On the grounds of the old New Guinea Club, now the Rabaul Museum, sits the gloomy "Yamato" bunker which was built by the Imperial Japanese Navy. Its nickname is based on the story that the Japanese Admiral Isoroku Yamamoto would retreat here during the Allied bombing raids (they were endless) against Rabaul or at least spend a night here, which is unlikely.
[Note: the key to the bunker is at the front desk of Rabaul Hotel, just up Mango Avenue.]
Other than some underground rooms filled with stale air and rusting furniture, there’s not much see at the moss-covered bunker. But it was from Rabaul, possibly this bunker, that Yamamoto departed on his last, doomed flight during which his plane was shot down over Buin, Bougainville, and he was killed.
The shooting down of Admiral Yamamoto’s plane is a multi-layered affair, reaching up to the decision of the American president to kill the man who had organized and led the attack on Pearl Harbor.
The reason that the American interception of his plane needed presidential authority is that the intelligence of his movements came from so-called "MAGIC" intercepts, decoded Japanese transmissions.
Had the Japanese understood the significance of Yamamoto’s killing (how did the Americans know where he would be and when?), it might well have learned that the Americans had broken their intelligence and diplomatic codes.
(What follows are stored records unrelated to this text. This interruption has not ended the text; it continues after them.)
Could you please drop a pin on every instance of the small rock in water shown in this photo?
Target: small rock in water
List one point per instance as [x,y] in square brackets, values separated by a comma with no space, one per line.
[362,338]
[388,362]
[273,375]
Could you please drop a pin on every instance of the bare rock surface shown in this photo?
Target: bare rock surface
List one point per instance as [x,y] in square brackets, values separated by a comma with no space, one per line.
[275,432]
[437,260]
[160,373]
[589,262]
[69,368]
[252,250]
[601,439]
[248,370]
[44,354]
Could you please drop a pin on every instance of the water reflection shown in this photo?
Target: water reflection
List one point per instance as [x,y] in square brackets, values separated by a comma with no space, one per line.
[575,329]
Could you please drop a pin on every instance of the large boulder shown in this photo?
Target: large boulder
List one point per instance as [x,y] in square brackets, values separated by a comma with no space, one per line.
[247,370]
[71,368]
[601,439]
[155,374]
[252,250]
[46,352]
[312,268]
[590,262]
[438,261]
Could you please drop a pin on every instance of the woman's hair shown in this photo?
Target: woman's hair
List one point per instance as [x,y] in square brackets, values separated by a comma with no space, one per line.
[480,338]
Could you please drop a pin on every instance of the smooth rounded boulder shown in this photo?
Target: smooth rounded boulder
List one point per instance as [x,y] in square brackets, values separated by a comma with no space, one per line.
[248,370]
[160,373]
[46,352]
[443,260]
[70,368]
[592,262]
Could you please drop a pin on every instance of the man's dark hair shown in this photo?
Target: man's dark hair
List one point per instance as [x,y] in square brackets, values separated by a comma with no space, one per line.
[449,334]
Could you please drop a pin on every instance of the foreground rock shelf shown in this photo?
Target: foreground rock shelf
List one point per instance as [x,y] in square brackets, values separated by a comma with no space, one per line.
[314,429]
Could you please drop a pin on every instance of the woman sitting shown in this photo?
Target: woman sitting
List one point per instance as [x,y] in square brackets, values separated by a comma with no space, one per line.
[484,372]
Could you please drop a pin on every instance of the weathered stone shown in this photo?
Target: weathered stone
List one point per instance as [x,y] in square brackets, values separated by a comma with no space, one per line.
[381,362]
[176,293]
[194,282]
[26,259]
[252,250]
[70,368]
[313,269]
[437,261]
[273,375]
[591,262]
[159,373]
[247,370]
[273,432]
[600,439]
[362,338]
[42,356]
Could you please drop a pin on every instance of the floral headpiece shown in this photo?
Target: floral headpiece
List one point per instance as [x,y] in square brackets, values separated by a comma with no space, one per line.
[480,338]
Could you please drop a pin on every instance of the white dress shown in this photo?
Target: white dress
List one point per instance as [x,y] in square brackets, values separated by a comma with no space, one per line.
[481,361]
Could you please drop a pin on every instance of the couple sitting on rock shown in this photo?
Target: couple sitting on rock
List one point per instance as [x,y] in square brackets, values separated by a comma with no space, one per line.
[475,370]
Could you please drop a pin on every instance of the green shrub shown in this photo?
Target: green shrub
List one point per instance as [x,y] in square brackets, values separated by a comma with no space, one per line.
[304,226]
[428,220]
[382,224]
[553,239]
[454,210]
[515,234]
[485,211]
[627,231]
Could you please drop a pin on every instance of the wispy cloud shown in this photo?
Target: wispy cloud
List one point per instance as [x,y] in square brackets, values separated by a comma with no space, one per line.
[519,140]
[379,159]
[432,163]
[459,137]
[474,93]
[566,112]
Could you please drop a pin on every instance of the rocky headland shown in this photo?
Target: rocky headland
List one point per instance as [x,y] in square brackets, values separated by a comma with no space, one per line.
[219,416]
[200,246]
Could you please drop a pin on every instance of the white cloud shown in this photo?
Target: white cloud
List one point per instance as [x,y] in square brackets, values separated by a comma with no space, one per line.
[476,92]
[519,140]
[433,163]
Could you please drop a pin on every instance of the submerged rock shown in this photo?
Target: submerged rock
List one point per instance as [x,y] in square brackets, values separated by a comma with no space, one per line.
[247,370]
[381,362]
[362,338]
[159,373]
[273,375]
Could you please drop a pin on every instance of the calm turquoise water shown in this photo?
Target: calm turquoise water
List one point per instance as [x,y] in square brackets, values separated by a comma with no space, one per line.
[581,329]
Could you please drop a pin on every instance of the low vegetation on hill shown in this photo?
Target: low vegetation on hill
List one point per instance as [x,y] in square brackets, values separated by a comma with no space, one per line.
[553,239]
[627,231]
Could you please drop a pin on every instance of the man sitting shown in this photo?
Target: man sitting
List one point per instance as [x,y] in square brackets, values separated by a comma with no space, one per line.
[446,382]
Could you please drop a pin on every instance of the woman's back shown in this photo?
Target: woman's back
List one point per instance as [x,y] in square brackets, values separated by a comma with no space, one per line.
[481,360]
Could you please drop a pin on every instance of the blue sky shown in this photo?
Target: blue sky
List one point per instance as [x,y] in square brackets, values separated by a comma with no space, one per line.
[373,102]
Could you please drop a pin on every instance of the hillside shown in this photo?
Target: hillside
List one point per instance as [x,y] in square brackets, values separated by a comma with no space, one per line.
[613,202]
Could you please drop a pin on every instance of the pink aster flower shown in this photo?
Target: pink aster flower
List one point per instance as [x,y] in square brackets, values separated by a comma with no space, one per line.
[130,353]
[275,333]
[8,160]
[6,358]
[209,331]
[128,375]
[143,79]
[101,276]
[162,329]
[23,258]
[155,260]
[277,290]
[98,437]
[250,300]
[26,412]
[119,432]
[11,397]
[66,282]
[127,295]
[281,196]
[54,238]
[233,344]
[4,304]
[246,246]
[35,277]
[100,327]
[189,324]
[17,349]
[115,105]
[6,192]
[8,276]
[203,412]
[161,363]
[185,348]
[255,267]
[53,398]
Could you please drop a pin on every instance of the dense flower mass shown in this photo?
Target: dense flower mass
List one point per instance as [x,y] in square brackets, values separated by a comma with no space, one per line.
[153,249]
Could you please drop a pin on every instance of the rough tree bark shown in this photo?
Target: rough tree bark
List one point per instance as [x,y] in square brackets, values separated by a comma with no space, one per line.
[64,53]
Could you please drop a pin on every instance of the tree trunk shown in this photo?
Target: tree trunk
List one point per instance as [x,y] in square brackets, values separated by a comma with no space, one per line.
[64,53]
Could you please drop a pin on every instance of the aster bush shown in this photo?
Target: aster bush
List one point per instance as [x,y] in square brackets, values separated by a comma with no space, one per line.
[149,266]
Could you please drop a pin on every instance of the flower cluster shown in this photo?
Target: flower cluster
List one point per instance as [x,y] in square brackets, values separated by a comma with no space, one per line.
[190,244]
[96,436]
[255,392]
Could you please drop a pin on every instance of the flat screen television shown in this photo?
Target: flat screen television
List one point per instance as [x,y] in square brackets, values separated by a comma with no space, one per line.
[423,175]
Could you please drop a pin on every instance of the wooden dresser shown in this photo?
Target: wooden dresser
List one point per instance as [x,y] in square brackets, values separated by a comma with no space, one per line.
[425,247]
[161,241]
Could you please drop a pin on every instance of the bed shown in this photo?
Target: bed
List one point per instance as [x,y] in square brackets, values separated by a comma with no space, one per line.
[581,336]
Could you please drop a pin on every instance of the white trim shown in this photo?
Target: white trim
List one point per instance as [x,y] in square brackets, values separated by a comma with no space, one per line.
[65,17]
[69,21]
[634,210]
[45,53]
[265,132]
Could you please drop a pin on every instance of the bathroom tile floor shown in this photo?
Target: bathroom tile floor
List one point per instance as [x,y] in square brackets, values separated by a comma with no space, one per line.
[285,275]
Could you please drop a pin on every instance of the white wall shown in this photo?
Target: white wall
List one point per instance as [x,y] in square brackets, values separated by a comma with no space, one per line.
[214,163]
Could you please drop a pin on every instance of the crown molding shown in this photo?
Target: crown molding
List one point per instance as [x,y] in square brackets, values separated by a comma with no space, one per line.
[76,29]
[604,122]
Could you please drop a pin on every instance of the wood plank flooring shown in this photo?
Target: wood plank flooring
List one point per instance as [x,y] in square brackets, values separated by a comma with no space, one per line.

Instead, the Americans went ahead with the attack against Yamamoto’s plane, as their anger about Pearl Harbor outweighed caution over revealing the presence of "MAGIC" intercepts.
Ronald Lewin’s 1982 book "The American Magic, The: Codes, Ciphers and the Defeat of Japan" is an excellent introduction to this gripping story, and subsequent books have picked up Lewin’s history and taken it further.
Another footnote to the life of Admiral Yamamoto comes in "The Reluctant Admiral: Yamamoto and the Imperial Navy" by Hiroyuki Agawa, a spellbinding biography of the Japanese naval commander that makes the point that while, yes, he did plan and execute the attack on Pearl Harbor, Yamamoto was opposed to war with the United States, a country he admired. In killing him in 1943, the Americans took out a senior Japanese naval commander who had lived and worked in the United States. Agawa’s book is available in paperback via Amazon and belongs in any WWII library, as do his novels about Japan during the war years.
A Japanese dual 25 mm Type 96 AA gun stands at the bunker.